Harvard Graduate School of Design
As a provocation, Sofia Coppola’s Lost in Translation is read as a critique of the modern hotel room. The film’s awkward love story unfolds inside two seemingly innocuous rooms at the Park Hyatt Tokyo. Tracing the ways in which the characters’ stories and bodies come into contact with the furniture of the hotel, a conflict is revealed. In the long view, a hotel room must be generic and reusable, clean and blank in order to accommodate the thousands of bodies which will call them home. But at the moment of individual occupation, the hotel room is a stage for the chaotic human narratives which occur every time someone checks in. The emotional life of the guest is forced to occupy a sterile a unfriendly environment. Big Bed seeks to reconfigure the hotel through schemes of radical density.
Remedying the emotional damage of the hotel starts with rethinking the hotel room itself. In this scheme, the lonely plush-box room is reimagined as a network of smaller sleeping semi-shared sleeping places. The hotel’s public programs (galleries, pools, and gardens) are reimagined as shared living rooms, collective spaces that allow for greater social connection within the hotel. In this way, the emotional life that is typically isolated to the hotel room is allowed to permeate the entire hotel. Circulation, which typically moves through dead hotel corridors, is integrated with the public space to create a constant and diverse flow of interactions.
Rethinking the size role private and shared spaces as they relate to guests’ emotional life, calls into question the very purpose of the hotel. This scheme presents an opportunity to address the needs of other travelers typically left out of the hotel system, which is geared towards wealthy business travelers and tourists. With quadruple the number of beds-per-square foot, surely this hotel would be quite a bit cheaper to stay in, opening up the hotel to a more economically diverse population.

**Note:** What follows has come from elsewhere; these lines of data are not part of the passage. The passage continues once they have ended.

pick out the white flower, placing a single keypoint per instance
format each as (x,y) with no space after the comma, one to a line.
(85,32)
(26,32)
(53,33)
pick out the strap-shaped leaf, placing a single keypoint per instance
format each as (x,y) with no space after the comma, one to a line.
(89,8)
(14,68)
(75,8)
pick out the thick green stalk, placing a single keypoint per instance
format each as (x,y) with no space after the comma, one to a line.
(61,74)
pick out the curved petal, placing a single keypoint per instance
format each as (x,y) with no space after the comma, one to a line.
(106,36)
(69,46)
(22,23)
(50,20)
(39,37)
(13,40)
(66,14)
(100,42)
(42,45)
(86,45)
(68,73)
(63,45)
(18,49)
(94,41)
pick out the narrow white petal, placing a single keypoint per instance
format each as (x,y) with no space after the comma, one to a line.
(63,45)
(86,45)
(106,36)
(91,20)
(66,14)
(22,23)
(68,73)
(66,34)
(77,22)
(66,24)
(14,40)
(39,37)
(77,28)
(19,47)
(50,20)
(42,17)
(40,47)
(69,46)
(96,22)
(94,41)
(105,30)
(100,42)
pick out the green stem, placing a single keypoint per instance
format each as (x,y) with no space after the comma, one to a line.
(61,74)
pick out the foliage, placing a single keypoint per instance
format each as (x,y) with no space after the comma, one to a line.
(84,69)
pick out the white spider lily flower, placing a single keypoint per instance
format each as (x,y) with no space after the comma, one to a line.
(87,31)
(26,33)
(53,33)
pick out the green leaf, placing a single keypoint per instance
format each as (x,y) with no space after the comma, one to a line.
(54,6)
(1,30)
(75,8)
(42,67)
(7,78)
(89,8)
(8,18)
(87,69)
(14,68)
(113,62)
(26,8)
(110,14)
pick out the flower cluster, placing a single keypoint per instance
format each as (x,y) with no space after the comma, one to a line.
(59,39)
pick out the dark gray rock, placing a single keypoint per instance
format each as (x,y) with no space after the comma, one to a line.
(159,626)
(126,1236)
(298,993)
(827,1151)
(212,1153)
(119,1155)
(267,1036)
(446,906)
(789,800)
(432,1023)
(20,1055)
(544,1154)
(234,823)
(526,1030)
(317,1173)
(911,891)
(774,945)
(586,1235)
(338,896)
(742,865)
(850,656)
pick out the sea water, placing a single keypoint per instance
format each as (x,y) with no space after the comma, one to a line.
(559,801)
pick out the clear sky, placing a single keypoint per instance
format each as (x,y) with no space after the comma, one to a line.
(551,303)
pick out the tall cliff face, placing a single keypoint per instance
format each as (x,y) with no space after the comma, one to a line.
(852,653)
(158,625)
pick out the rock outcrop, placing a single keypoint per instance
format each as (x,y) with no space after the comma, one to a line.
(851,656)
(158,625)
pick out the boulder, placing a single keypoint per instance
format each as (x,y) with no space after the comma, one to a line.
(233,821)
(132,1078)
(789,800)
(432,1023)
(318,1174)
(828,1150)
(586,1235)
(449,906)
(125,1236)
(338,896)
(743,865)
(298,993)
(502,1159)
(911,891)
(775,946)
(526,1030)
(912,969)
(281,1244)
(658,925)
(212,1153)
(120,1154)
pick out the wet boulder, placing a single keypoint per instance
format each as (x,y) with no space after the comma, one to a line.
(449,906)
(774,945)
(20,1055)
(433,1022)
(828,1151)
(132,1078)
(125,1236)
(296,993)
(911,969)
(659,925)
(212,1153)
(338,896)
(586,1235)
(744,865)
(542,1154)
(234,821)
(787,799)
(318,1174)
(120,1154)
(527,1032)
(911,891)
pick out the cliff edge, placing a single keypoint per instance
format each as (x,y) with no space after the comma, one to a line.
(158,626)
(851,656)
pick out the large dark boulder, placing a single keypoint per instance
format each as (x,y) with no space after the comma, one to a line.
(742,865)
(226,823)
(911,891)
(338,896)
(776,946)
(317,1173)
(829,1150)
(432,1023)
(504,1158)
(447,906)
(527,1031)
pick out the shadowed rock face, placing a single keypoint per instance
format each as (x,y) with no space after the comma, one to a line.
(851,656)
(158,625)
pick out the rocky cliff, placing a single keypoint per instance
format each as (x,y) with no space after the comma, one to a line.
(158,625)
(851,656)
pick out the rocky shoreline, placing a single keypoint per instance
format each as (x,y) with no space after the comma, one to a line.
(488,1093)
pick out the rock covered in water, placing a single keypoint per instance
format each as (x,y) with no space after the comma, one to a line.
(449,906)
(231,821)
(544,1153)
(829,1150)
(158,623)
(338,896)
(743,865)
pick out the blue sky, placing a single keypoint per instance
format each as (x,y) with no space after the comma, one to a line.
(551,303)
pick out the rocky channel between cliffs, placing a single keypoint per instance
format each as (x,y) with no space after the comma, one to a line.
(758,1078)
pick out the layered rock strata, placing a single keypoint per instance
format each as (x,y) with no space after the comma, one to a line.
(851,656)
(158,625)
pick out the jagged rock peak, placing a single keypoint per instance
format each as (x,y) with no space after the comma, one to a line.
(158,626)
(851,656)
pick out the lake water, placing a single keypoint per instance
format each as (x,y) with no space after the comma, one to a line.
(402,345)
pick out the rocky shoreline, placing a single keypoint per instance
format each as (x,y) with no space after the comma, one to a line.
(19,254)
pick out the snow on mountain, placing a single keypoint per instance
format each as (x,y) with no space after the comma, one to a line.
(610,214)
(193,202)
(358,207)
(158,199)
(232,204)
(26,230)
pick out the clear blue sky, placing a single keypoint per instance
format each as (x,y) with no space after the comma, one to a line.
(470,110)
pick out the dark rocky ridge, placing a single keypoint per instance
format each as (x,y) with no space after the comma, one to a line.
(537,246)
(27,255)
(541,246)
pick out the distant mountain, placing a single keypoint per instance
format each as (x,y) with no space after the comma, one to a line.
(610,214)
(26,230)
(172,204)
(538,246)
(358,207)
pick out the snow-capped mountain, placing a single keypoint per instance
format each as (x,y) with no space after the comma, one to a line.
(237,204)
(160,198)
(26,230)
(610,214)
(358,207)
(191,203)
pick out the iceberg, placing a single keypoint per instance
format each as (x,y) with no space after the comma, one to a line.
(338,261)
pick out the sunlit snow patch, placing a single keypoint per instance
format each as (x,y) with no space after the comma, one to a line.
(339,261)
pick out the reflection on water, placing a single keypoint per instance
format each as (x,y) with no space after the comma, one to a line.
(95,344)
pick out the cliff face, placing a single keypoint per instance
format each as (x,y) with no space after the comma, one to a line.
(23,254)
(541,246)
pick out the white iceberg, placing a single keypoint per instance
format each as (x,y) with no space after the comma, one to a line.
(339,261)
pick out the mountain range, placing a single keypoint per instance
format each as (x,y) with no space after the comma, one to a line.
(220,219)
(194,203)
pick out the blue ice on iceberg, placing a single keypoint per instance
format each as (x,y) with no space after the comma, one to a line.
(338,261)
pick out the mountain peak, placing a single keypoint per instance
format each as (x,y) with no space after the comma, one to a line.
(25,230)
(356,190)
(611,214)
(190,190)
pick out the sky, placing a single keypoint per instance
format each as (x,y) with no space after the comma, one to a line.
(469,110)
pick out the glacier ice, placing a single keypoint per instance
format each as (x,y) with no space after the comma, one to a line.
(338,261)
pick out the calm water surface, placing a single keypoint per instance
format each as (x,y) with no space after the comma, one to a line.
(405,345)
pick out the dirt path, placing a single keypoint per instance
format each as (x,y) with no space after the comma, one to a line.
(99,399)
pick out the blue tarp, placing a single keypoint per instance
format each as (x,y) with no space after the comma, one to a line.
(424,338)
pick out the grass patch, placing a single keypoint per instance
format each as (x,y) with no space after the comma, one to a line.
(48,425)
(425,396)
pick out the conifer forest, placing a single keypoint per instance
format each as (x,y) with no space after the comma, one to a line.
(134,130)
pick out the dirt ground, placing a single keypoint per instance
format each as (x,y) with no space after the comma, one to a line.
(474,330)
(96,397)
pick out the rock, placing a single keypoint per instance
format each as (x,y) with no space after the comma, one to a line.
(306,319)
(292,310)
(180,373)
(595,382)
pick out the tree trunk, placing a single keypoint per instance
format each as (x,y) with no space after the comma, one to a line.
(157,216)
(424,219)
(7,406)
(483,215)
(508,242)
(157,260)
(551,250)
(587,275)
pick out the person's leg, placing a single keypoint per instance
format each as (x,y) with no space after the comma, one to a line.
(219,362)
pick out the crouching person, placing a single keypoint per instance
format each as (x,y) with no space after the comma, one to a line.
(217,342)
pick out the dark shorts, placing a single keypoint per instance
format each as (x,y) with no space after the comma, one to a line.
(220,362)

In thinking about how a hotel can operate more responsibly in Doha’s harsh environment, extreme density offers several advantages. A smaller hotel will simply use less energy, in terms of both construction and long-term use. Extreme density allows spaces to be finely tuned along comfort gradient as they interact with the surface of the building. Spaces like gardens can be arranged along sun-soaked faces of the building to act as a buffers for more temperature-conscious living spaces deeper inside. By reducing the need for long spans and cantilevers, the structure could be built using wood, the only building material which can be regrown.